Pessoas destras possuem o controle de suas funções motoras localizadas preferencialmente no hemisfério cerebral esquerdo, ao passo que pessoas canhotas possuem este controle preferencialmente no hemisfério cerebral direito. O domínio motor do hemisfério esquerdo na maioria dos humanos parece ser uma variação natural em nossa espécie: mais de 85% dos Homo sapiens são destros, ao passo que apenas 10-12% são essencialmente canhotos (os ambidestros representam apenas 1% da população). Mesmo no distante Paleolítico, os registros arqueológicos sugerem que pelo menos 90% dos humanos preferiam utilizar a mão direita para suas atividades do dia a dia. Assim como a sexualidade não-heteronormativa, o canhotismo é relativamente pouco prevalente e afeta mais homens que mulheres.

Durante uma parte considerável da história civilizacional conhecida, o canhotismo representou um sinal de pecado, fraqueza, má saúde e estados demoníacos. Até mesmo a palavra Latina para canhoto (sinistra manu) tem uma conotação óbvia da emoção despertada por esta característica.
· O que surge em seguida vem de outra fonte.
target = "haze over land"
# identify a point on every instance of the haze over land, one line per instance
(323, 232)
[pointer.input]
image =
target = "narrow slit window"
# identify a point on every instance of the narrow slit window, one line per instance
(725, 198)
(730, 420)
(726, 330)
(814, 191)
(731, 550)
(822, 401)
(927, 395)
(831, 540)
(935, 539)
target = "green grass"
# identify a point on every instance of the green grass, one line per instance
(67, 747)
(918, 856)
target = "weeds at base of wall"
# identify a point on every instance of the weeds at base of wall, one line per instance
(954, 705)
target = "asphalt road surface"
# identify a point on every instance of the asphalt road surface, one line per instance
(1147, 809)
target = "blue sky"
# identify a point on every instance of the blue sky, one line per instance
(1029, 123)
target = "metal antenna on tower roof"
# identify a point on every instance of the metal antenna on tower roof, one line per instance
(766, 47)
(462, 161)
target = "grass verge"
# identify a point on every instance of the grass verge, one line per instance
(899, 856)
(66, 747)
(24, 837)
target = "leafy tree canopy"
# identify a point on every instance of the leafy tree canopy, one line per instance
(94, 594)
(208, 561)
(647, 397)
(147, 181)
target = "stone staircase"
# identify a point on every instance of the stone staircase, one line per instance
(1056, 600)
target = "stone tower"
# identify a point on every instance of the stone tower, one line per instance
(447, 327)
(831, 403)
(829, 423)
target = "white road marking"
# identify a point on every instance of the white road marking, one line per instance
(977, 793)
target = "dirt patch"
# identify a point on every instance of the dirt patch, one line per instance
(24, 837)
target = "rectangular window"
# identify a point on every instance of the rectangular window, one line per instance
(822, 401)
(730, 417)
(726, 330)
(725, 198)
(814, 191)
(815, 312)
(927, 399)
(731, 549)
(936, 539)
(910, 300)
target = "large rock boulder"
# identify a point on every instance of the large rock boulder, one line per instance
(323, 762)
Na Idade Média, os canhotos – também denominados Sinistrômanos – procuravam manter sua peculiaridade em segredo com receio de serem acusados de bruxaria. Em pleno século XXI, este atributo continua sendo visto como um estigma digno de desconfiança por mais de 2/3 da população mundial: em muitos países islâmicos, em partes da África e na Índia, a mão esquerda é considerada a mão “suja”, considerando-se ofensivo oferecê-la para alguém, tanto para cumprimentos como para auxílio.

Assim como ocorre com a homossexualidade, a “preferência” por escrever e desenhar com a mão esquerda parece ser um traço hereditário: o embrião humano demonstra sua lateralidade motora por volta de 9ª semana de gestação, quando começa a exibir movimentos preferencialmente com um dos braços. A partir da 15ª semana, o feto exibe nítida preferência por sugar o polegar direito ou esquerdo, um comportamento relacionado à sua lateralidade destra ou canhota mais tarde.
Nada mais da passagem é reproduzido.